Diffusion-weighted imaging (DWI) is a special technique that is available on MR imaging, which measures the diffusivity of extracellular water. Acutely inflammed bowel has an excess of extracellular fluid that naturally has a high diffusivity; this is well seen on DWI and can be used to identify active bowel wall inflammation (Fig 5).

Luminal narrowing and strictures may be identified either through actual narrowing of the luminal diameter (Fig 6) or indirectly through dilatation of the more proximal bowel loops (Fig 7).

Patients with Crohn’s disease have a 20–40% lifetime risk of fistula formation and the most common fistulas are enterocutaneous, enteroenteric, and perianal fistulas (Fig 8).

2. Extra-intestinal findings

The extra-intestinal findings include engorgement of mesenteric vessels (comb sign), mesenteric infiltration, increased mesenteric fat, lymphadenpathy, fluid collections (abscess formation) and ascites. Engorgement of the vasa recta is a finding of active inflammation in IBD and is caused by increased blood flow through the vasa recta to inflamed segments of bowel; this may result in the comb sign (Fig 9). Extension of inflammation outside the bowel wall results in mesenteric infiltration that appears as fat stranding on MR and CT enterography (Fig 10).

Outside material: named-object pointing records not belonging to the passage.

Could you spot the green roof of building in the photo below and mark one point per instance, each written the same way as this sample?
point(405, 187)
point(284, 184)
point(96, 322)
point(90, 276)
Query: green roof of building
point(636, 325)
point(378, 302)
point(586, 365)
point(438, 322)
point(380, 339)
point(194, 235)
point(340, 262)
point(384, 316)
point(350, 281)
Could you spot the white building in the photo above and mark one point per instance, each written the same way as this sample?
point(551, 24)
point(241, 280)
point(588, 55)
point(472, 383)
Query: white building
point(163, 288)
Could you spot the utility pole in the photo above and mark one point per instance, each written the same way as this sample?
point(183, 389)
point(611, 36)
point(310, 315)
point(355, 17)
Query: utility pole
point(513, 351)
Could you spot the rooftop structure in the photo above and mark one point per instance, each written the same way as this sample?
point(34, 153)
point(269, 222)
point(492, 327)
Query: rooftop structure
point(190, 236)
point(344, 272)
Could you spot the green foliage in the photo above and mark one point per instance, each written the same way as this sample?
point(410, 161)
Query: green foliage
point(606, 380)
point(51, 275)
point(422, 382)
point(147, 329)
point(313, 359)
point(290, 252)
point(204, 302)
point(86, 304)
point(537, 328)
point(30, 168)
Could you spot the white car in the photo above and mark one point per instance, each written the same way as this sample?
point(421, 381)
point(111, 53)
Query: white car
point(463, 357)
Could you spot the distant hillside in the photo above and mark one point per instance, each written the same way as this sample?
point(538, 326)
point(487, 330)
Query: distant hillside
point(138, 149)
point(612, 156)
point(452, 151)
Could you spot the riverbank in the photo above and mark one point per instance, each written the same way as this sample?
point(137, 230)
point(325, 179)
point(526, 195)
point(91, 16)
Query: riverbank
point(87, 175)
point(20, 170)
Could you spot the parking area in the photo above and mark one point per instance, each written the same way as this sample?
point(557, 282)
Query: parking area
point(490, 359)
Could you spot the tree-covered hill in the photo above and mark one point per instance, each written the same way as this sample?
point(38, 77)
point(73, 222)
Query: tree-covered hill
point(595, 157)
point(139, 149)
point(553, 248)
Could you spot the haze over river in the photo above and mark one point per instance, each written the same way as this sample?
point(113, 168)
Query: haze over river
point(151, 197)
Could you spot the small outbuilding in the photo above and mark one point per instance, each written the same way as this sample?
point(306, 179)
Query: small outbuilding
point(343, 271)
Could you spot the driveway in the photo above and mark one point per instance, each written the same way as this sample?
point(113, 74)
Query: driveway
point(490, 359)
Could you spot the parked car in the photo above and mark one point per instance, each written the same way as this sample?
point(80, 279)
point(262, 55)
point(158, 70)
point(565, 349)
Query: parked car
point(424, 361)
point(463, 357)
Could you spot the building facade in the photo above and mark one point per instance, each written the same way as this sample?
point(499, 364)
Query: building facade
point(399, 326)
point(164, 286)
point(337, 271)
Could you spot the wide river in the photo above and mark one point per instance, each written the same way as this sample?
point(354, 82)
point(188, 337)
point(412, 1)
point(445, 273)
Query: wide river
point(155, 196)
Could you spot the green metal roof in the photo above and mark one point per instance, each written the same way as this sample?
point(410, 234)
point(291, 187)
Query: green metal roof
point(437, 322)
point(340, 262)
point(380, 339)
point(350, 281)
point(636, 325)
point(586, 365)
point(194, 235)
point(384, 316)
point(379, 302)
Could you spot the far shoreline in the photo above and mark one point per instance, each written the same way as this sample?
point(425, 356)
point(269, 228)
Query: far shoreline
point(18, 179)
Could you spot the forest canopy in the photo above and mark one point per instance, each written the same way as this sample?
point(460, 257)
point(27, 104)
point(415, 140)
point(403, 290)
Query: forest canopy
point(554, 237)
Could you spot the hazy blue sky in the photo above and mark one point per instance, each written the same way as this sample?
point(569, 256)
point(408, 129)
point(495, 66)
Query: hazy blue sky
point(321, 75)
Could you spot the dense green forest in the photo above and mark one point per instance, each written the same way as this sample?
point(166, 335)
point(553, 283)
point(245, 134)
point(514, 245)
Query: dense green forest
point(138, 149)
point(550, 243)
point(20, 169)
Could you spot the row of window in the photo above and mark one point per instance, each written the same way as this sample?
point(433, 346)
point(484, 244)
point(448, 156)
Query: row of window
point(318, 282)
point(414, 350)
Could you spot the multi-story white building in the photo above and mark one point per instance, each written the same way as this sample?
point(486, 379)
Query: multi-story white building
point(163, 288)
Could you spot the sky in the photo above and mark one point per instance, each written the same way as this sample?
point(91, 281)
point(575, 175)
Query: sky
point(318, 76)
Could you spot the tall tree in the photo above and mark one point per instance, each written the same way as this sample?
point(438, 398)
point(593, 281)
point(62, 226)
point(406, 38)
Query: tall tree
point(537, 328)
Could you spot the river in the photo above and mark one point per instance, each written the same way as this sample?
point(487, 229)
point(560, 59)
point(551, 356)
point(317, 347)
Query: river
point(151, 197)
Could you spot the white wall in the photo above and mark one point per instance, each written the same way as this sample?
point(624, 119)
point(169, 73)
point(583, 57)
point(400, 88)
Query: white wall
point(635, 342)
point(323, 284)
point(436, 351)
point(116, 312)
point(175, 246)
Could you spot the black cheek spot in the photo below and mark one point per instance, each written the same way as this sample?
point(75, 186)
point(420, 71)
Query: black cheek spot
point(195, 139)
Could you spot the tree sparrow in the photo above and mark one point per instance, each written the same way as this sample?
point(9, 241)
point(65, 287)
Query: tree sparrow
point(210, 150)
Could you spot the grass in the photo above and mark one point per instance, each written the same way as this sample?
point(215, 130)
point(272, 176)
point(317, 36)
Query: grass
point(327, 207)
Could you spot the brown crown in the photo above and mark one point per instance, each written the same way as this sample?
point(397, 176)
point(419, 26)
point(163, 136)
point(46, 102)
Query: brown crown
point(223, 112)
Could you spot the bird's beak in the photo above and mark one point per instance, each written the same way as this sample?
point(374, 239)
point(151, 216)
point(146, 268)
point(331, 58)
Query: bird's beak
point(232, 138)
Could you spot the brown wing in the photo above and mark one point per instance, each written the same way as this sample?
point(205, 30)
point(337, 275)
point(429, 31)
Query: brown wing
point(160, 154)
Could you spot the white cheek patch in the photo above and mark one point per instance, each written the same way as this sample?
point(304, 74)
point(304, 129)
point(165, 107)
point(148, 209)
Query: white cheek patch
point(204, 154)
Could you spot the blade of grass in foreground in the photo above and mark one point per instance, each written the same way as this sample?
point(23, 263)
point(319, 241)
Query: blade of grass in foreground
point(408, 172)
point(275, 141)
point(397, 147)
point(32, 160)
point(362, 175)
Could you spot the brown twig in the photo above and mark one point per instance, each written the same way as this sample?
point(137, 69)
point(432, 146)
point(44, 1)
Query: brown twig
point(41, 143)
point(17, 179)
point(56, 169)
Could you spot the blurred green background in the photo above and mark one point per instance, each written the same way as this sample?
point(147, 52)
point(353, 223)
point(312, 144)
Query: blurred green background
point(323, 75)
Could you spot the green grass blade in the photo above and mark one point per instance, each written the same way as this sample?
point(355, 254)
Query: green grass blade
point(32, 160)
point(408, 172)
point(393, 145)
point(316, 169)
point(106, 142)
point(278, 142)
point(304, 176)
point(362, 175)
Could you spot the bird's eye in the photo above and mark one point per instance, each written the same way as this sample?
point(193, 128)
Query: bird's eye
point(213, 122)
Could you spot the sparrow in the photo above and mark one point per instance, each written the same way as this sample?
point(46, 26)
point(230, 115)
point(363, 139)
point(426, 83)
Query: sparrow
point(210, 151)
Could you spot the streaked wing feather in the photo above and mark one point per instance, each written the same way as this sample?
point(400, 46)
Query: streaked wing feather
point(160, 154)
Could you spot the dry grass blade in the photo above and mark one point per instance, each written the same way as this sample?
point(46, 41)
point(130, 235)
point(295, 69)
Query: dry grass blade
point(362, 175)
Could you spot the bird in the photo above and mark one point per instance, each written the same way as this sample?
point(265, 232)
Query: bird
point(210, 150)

An increase in number and size of mesenteric lymph nodes (frequently only mildly enlarged) is seen in IBD (Fig 11).

Other non-bowel related features, which include gall stones, nephrolithiasis, primary sclerosing cholangiitis, sacroiliitis and thromboembolism are all detected on images obtained during CT and MR enterography.

CT and MR enterography are safe and effective methods for diagnosing and evaluating IBD; unlike previous x-ray contrast techniques and endoscopy, these methods allow radiologists to interpret intestinal and extra-intestinal findings that are widespread and which are of great importance in these patients.

Figure Legends

Fig 1

Figure 1. Coronal CT enterographic image showing multiple areas of bowel wall thickening throughout the abdomen (arrows) in this patient with Crohn’s disease.

Fig 2

Figure 2. Coronal CT enterographic image showing mucosal enhancement and mural stratification (white arrow) as well as engorged mesenteric blood vessels (vasa recta) (black arrows) in this patient with Crohn’s disease.

Fig 3

Figure 3. MR enterographic image shows bowel wall thickening of the descending colon (white arrow) and wispy increased signal intensity in the surrounding pericolonic fat (black arrow).

Fig 4

Figure 4. Coronal post-IV contrast T1-weighted MR enterographic image showing discontinuous regions of bowel wall thickening and mucosal enhancement (arrows).

Fig 5

Figure 5. Coronal diffusion-weighted image with background body shows an S-shaped area of restricted diffusion corresponding to the terminal ileum (arrows).

Fig 6

Figure 6. Coronal CT enterographic image showing  narrowing of the lumen of the terminal ileum (white arrow) in Crohn’s disease.

Fig 8

Figure 8. Axial T1-weighted MR entrograph shows a fistula between the colon and uterus (white arrow), a short-segment stricture (arrowhead) just proximal to the fistula and more proximal  small bowel dilatation (black arrow).

Fig 9

Figure 9. Oblique coronal CT enterographic image shows abnormal bowel wall thickening, mucosal hyperenhancement of the terminal ileum and engorgment of the vasa recta (arrows) creating the comb sign.

Fig 10

Figure 10. Fat stranding within the pericecal fat (arrows) seen on axial CT enterography.

Fig 11

Figure 11. Prominent mesenteric lymph nodes (increase in size and number of lymph nodes) (arrows) seen on coronal CT enterography.